# Rustic oak furniture finishes???



## oakleyframer (3 Mar 2012)

Hello,
First post on here but been lurking for quite a while,
So basically i am an oak framer and build houses not furniture so i haven't got the first clue about finishing furniture and was after some advice on what i should use on a rustic oak beam coffee table and TV stand i have just made, 
-i would like to keep the colour of the oak as it is as much as possible
-i would like to bring out the grain if possible
-i would like something which will take a little abuse as its a coffee table and accidents happen (more often than not in my house!! :? )
- i dot want loads of sheen on the oak, its wood not a mirror!

So yeah, any suitable advice would be appreciated on finishes, also if you think you know of a suitable product,/combination of products, some info on how many coats, time between coats, application etc etc would be nice, one thing i do know about finishing is i do not like the finish linseed oil gave to a carvers mallet one of the blokes in the workshop made totally lost eh colour of the oak 
I looked on furniture websites selling similar pieces and they offer a choice of oils or waxing, the clear waxing looked ok but it didn't do much for the grain and i'm thinking its not going to provide a very protective durable finish?

also dont know if it makes any difference but the oak is fairly dry (150x150posts), from green its been sat around a very dry yard with lots of exposure to sun and wind for 3 years roughly, so i cant see there's much more moisture in there to worry about effecting the finish.

thanks in advance J


----------



## Woodfinish Man (5 Mar 2012)

Hi J,

Based on all your specification I think the best product you could use would be a waterbased polyurethane finish.

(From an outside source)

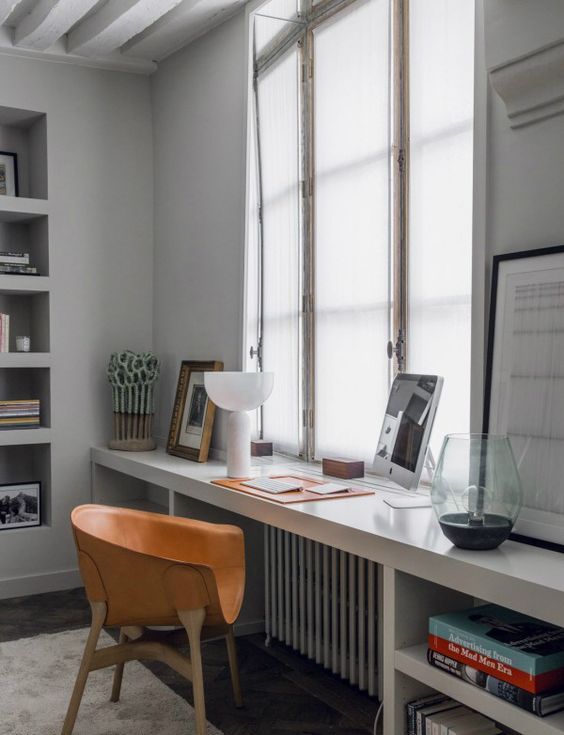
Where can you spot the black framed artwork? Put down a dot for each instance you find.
(20, 505)
(193, 413)
(524, 391)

Something like Aquacoat XTRA or Bona Mega. Although both of these products are primarily used on wooden floors they can also be used for furniture. They offer excellent protection and will also bring out the grain of the wood without changing the colour too much. It's difficult to bring out the grain without altering the colour but these two products change it the least.

They are also fast drying (2 hours between coats) with 2-3 coats recommended. In your situation I think it would be best to apply eith of them using a quality paint brush remembering to lightly sand (denib) the surface after the first coat.

I hope that this information is of some assistance.

Ian McAslan


----------



## DrPhill (12 Mar 2012)

Well, I am a newbie here, and have little experience of wood finishes but I always prefer my home-made beeswax polish. It is not durable and will need re-waxing occasionally but that job falls into a different domestic department so I do not mind at all. I am not a fan of finishes that 'set' - neither the polyurethane type nor the nut oils (eg tung nut). They work but look 'wrong' to my eyes.

Click on the link to a box I made in my signature line - that is my wax on hardwood (probably mahogany but it was salvaged, so I am not sure). I have used the wax on an oak box that I stripped (of horrid dark flakey varnish), and really liked the way the grain looked afterwards.


----------



## RogerS (19 Mar 2012)

Micro-crystalline wax


----------



## oakleyframer (2 Apr 2012)

thanks for the replys, prob go with the waterbased polyurethane, thanks again, good info ian


----------